Il est bon, parfois, de s’exiler un peu des cinémas français et américain pour changer d’air et, surtout, trouver d’autres manières de concevoir le cinéma. A cet égard, le cinéma coréen est de ceux qui ont su se créer une belle réputation au fil des années grâce à des films qui sont devenus des succès internationaux, comme Old Boy (2003) et Memories of Murder, sorti la même année.
Memories of Murder s’ouvre dans un paysage paisible et doré, au milieu des champs de blé dans lesquels courent les enfants. Au milieu de ce cadre enchanteur, l’horreur. Un corps caché dans un caniveau, témoin d’un acte de violence barbare, qui sera la porte d’entrée vers l’obscurité et un monde désolé et meurtri. Ce qui aurait pu s’apparenter à une simple enquête visant à démasquer un serial killer fou s’avère finalement être bien plus que cela. Ce qui frappe rapidement le spectateur, c’est le détachement et l’incompétence des détectives locaux, aux idées et techniques farfelues, voire illégales. Sans être paresseux pour autant, leur mode opératoire approximatif et peu orthodoxe montre une volonté chez eux de résoudre à tout prix les enquêtes sur lesquelles ils travaillent, quitte à bricoler voire tricher.

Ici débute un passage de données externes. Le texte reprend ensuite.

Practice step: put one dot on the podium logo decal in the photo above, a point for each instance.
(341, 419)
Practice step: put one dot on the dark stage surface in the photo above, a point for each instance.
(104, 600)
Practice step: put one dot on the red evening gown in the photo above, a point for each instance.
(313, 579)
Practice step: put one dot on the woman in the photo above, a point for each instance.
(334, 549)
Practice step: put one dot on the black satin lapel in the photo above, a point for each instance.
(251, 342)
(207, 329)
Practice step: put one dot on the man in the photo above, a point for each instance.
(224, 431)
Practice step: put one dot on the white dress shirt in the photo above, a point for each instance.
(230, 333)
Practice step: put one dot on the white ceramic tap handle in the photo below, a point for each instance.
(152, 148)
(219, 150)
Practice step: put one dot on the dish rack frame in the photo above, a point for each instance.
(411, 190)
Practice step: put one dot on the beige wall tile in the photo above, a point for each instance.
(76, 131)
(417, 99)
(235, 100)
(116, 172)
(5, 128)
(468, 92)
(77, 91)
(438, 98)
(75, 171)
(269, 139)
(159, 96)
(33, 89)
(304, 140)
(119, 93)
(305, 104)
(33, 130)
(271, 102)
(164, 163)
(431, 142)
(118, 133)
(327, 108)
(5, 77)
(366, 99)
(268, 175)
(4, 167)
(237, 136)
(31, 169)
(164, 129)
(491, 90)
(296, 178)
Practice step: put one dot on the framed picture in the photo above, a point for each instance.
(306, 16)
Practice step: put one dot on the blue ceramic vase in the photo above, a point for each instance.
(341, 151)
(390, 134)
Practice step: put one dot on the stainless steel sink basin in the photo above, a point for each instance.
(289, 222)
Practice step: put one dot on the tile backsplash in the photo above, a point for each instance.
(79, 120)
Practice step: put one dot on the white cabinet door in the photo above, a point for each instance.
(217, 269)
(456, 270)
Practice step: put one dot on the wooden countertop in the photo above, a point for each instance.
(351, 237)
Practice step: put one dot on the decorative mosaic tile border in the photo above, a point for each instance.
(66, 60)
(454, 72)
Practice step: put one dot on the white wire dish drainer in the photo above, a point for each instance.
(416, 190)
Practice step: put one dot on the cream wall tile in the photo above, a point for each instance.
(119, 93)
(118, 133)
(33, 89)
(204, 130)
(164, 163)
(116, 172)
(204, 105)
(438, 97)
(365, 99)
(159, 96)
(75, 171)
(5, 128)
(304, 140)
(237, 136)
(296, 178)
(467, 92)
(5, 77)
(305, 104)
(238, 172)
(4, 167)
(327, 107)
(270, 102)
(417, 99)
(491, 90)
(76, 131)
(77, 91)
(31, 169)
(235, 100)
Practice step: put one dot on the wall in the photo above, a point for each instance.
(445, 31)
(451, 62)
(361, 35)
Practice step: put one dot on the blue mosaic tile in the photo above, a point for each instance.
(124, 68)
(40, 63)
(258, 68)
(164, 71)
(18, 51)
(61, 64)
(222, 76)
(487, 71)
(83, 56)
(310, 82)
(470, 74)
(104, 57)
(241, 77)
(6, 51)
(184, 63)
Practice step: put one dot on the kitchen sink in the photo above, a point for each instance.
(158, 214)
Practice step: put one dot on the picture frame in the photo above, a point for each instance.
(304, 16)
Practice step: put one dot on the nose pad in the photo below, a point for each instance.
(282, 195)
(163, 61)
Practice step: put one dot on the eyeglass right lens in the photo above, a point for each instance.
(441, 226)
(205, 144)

L’arrivée du détective Seo Tae-Yoon, venu de Séoul, va ajouter de la perspective au récit et aux personnages en confrontant leurs points de vue, leurs personnalités et leurs pratiques. Adeptes de la manière forte, les détectives locaux découvrent ce détective « urbain », plus procédurier, comme l’indique une réplique qu’il prononce à plusieurs reprises : « Les documents ne mentent jamais. » Peu à peu, la réalité d’un système sclérosé se dévoile à nos yeux. Jouissant de tous les droits dans une Corée en changement mais toujours un brin chaotique et hantée par le spectre de la guerre, les détectives sont cependant bloqués par les limites des moyens techniques à leur disposition pour la résolution des enquêtes. Ainsi, c’est donc avec les moyens du bord qu’évolue l’enquête, laquelle fluctue également avec les rapports de force opposant les personnages, et le contexte dans lequel ils vivent, pour faire de Memories of Murder un film policier certes, mais également très social, psychologique et moral.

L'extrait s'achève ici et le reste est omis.